Fatmata Kamara, 39, was one of those arrested during the August protests. She said she was arrested at the central business district of the capital, Freetown, with her placard denouncing the economic hardship of the Bio government with the inscription: ‘’ Bio must go; we are tired of this economic suffering. ‘’

‘’I was arrested by the Sierra Leone Police. I was manhandled that fateful day simply for coming out to peacefully protest as I wore black dress showing our anger over the Bio administration and the hardship we are experiencing. I have right to protest. I cannot understand that we still have an obnoxious law that criminalizes our right to protest. This is really absurd,’’ she said.

She alleged that police treated her and other women unfairly as they were locked up. She added that they were released on bail after sometime and freed by the then Inspector general of police, Ambrose Michael Sovula.

Kamara stressed the need for women and other people’s rights to be protected in the country, noting that if Sierra Leone’s democracy is to grow, they should respect and uphold citizen’s right to protest especially when it is peaceful, like the one she was arrested for in August last year.

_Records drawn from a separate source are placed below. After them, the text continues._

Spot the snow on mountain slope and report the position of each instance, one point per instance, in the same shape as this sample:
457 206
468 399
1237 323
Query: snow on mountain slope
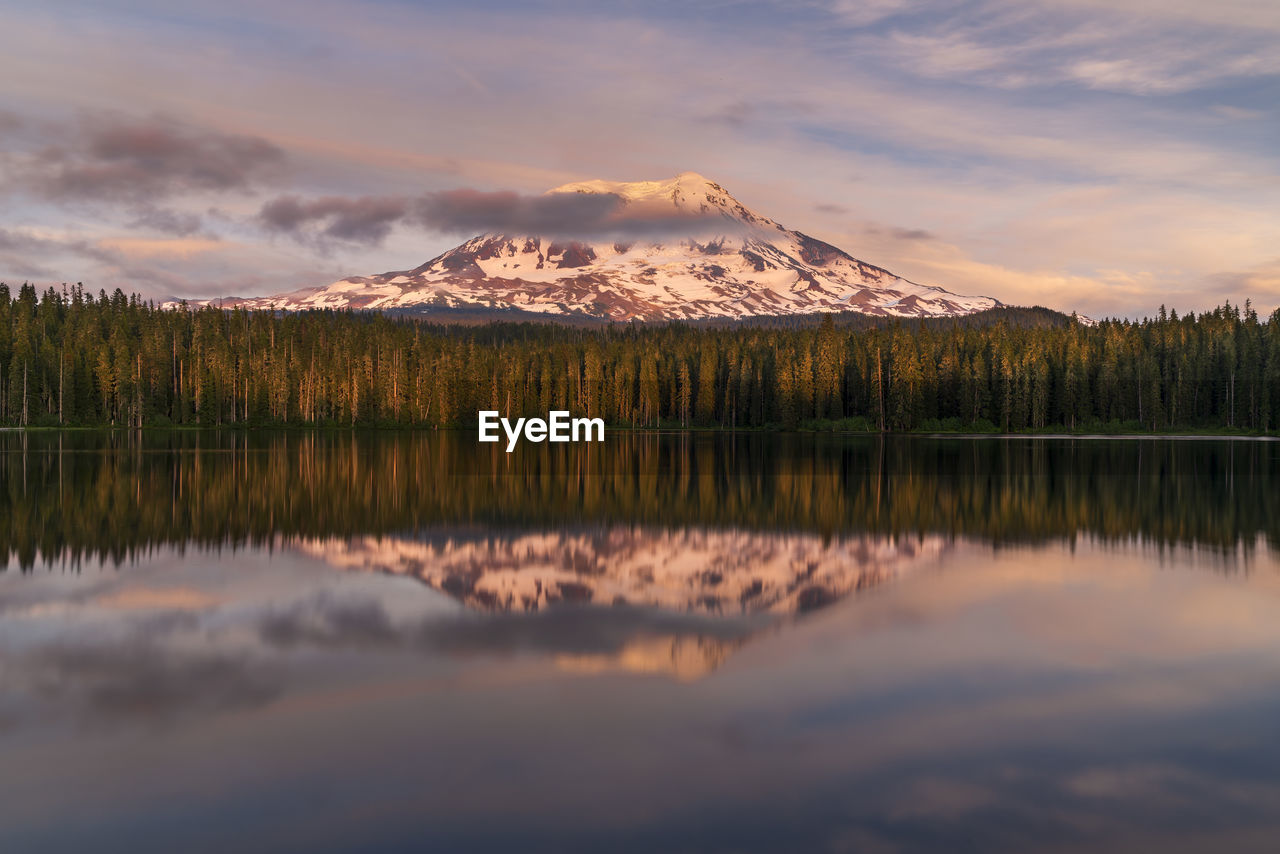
680 249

Vol. 2, chapters 3 of the recommendation of the TRC echoes the need for a new constitution which is one of the many imperative recommendations that needed an urgent action from the Sierra Leonean government. Sadly this has not been met.

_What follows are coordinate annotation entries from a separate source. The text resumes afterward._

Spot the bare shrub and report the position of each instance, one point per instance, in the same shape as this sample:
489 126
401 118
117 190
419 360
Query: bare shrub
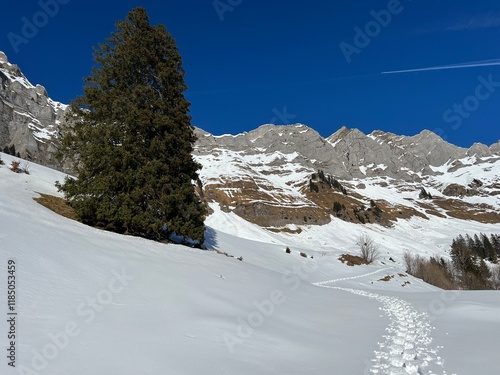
14 166
495 277
25 167
368 249
432 271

‘’The Commission proposes that Sierra Leone should consider the creation of a new Constitution, which should be the product of a wide and thorough consultative and participatory programme. Such a constitution must lay the foundations for a democratic and open society in which every citizen is equally protected by the law. It must free the potential of every Sierra Leonean. A  Sierra Leone that is united around clear constitutional rights, values and principles has a promising future,’’ part of the document states.

In 2014, the administration of then President Earnest Bai Koroma came closer to reviewing the 1991 constitution when he launched the Constitutional Review Committee (CRC) under the leadership of the late Justice Edmond Cowan. But he (Koroma) rejected most of the recommendations put forward by the CRC committee, after millions of dollars of donor funds pumped into the process went in vein.

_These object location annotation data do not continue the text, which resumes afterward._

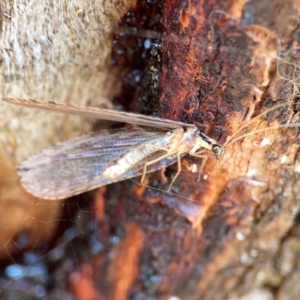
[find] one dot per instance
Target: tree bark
(221, 66)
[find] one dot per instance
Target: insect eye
(218, 150)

‘’It was a missed opportunity for former President Ernest Bai Koroma. The Review of the 1991 constitution should have been Koroma’s legacy,’’the late Justice Cowan said on 98.1 Good morning Salone program.

More than thirty years on since Sierra Leone’s 1991 constitution came into being , the right to  freely organize protests still remains a tall dream despite the country’s constitution providing for free movement, protection from arbitrary arrest and detention, among other rights. Thus, the call for a new constitution is one of the many imperative recommendations put forward by the TRC Report.

This article was produced with support from MRCG, through the ATJLF Project on “Engaging the Media and Communities to Change the Narrative on Transitional Justice (TJ) Issues in Sierra Leone.